Black Myth: Wukong launched yesterday and immediately broke Steam records, peaking at over 2.2 million concurrent players: the highest ever recorded for a single-player game on the platform. For context, that figure beats Elden Ring’s concurrent peak by roughly four times.
The achievement is significant for multiple reasons. Black Myth: Wukong is the first major AAA title from a Chinese developer to achieve mainstream global success at this scale. Game Science, founded in 2014, had one previous release: a mobile game.

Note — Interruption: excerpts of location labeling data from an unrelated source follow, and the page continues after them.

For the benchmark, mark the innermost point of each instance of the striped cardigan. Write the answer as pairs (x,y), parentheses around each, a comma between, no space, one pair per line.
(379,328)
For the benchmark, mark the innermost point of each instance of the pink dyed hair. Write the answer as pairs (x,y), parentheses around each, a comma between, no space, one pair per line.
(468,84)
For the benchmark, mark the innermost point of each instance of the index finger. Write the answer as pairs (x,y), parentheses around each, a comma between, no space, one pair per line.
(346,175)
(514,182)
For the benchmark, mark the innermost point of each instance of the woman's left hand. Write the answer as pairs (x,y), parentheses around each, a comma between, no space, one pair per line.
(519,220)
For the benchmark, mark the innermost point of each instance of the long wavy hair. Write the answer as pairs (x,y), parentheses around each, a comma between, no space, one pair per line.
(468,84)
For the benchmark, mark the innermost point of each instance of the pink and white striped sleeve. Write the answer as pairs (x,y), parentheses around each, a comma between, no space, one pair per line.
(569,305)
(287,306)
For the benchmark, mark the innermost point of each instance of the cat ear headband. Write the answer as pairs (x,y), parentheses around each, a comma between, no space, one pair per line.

The jump from that to a technically polished action RPG built in Unreal Engine 5, featuring one of the most visually impressive environments seen in the medium, is considerable.
The game is based on the 16th-century Chinese novel Journey to the West and follows the Destined One, a monkey-king figure, through mythological environments drawn from the source material. The combat system is demanding but less systemic than FromSoftware comparisons suggest: it is closer to an action game with RPG depth than a Soulslike.
Early reviews have been strongly positive, though a few critics noted inconsistent pacing in the second half. Technical performance has been flagged as demanding: maxing settings on anything below a 5080 at 4K without upscaling is currently not achievable.
The PS5 version was initially planned as a day-one release but was delayed. A confirmed release date has not been given at time of writing.
The numbers are the story today. 2.2 million concurrent players for a single-player game, from a debut AAA developer, built on Chinese cultural source material for a global audience. Whatever comes next from Game Science, they have earned the industry’s full attention.